Here is what I am thinking on this based on discussions and communications with Dr. Keith Nichols, polycythemia vera is a bone marrow disease where there is an unregulated proliferation of hematopoietic clonal stem cells which leads to over production of red blood cells, white blood cells, and platelets. This is a primary erythrocytosis. Testosterone on the other hand use does not cause primary erythrocytosis. Instead it causes a secondary erythrocytosis which is an increase in red blood cells only leading to an increase in hemoglobin and hematocrit. The two are not the same and should not be treated as such. A secondary erythrocytosis is also seen in other conditions such as smoking, obstructive sleep apnea, chronic obstructive pulmonary disease, and living at high altitude.

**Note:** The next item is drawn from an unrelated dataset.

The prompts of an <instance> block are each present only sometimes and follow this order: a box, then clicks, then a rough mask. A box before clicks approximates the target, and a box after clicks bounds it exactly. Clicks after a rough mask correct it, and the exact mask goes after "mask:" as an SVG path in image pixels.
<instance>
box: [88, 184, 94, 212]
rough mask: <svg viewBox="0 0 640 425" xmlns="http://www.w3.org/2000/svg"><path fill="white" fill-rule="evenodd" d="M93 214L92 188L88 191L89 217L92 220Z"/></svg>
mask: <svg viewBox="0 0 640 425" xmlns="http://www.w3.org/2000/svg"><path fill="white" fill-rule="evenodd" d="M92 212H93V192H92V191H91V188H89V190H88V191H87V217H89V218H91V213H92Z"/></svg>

While a primary erythrocytosis has been well established as a risk factor for thromboembolic events the secondary erythrocytosis from testosterone therapy has not been shown to cause an increase in thromboembolic events in any randomized control trial or prospective study to date.
There is currently no clinical evidence that rusfertide treats secondary erythrocytosis. All rusfertide trials to date have exclusively enrolled patients with polycythemia vera, and no studies, guidelines, or approvals extend to secondary causes (e.g., hypoxia from chronic lung disease, high-altitude living, smoking, tumors producing erythropoietin, or certain medications).
If you think you have polycythemia vera , then see a doctor and have a JAK2 gene mutation blood test done. My doctor was sending me to do blood dumps and I had this test run and was absolutely negative. So I stopped the nonsense, quit dumping blood and gradually my HCT returned to a what most consider a normal level.